Single by Kid Ink featuring Usher and Tinashe

from the album Full Speed
- Released: September 9, 2014
- Recorded: 2014
- Genre: Hip hop; R&B;
- Length: 3:28
- Label: Tha Alumni Music Group; 88 Classic; RCA;
- Songwriters: Brian Collins; Ryon Lovett; Tinashe Kachingwe; Magnus Høiberg; Mikkel S. Eriksen; Tor Erik Hermansen;
- Producers: Cashmere Cat; Stargate;

Kid Ink singles chronology
| "Delirious (Boneless)" (2014) | "Body Language" (2014) | "Hotel" (2015) |

Usher singles chronology
| "She Came to Give It to You" (2014) | "Body Language" (2014) | "I Don't Mind" (2014) |

Tinashe singles chronology
| "Pretend" (2014) | "Body Language" (2014) | "Drop That Kitty" (2015) |

Music video
- "Body Language" on YouTube

= Body Language (Kid Ink song) =

"Body Language" is a song by American hip hop recording artist Kid Ink.

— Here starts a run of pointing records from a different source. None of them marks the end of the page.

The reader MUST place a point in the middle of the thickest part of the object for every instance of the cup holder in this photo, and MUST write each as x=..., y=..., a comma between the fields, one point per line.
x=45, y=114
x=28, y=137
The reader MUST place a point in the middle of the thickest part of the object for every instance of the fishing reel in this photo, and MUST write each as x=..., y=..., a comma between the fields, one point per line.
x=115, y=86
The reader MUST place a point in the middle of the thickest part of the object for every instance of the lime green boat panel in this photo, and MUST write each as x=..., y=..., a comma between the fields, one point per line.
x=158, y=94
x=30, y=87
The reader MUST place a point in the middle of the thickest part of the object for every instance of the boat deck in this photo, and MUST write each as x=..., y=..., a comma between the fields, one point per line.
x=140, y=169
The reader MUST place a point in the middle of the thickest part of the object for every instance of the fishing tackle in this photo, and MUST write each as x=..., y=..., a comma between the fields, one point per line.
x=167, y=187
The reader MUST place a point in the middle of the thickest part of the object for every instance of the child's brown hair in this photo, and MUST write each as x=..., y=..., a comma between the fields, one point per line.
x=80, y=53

The song was released on September 9, 2014 by Tha Alumni Music Group, 88 Classic and RCA Records, as the lead single from his third studio album Full Speed (2015).

The song, produced by Cashmere Cat and melody created by Stargate, features a guest appearances from RCA Records label cohorts, singers Usher and Tinashe.

==Music video==
The accompanying music video for the track was directed by Darren Craig and filmed in Atlanta, Georgia. It was released on October 27, 2014.

==Charts==

| Chart (2014–2015) | Peak position |
|---|---|
| Belgium (Ultratip Bubbling Under Flanders) | 28 |
| Belgium Urban (Ultratop Flanders) | 16 |
| Belgium (Ultratip Bubbling Under Wallonia) | 12 |
| France (SNEP) | 104 |
| Germany (GfK) | 54 |
| Scotland Singles (OCC) | 45 |
| UK Singles (OCC) | 46 |
| US Billboard Hot 100 | 72 |
| US Hot R&B/Hip-Hop Songs (Billboard) | 21 |
| US R&B/Hip-Hop Airplay (Billboard) | 26 |
| US Rhythmic Airplay (Billboard) | 6 |

==Certifications==

| Region | Certification | Certified units/sales |
| Australia (ARIA) | Gold | 35,000^{‡} |
| Canada (Music Canada) | Gold | 40,000^{‡} |
| New Zealand (RMNZ) | Platinum | 30,000^{‡} |
| United Kingdom (BPI) | Silver | 200,000^{‡} |
| United States (RIAA) | Platinum | 1,000,000^{‡} |
^{‡} Sales+streaming figures based on certification alone.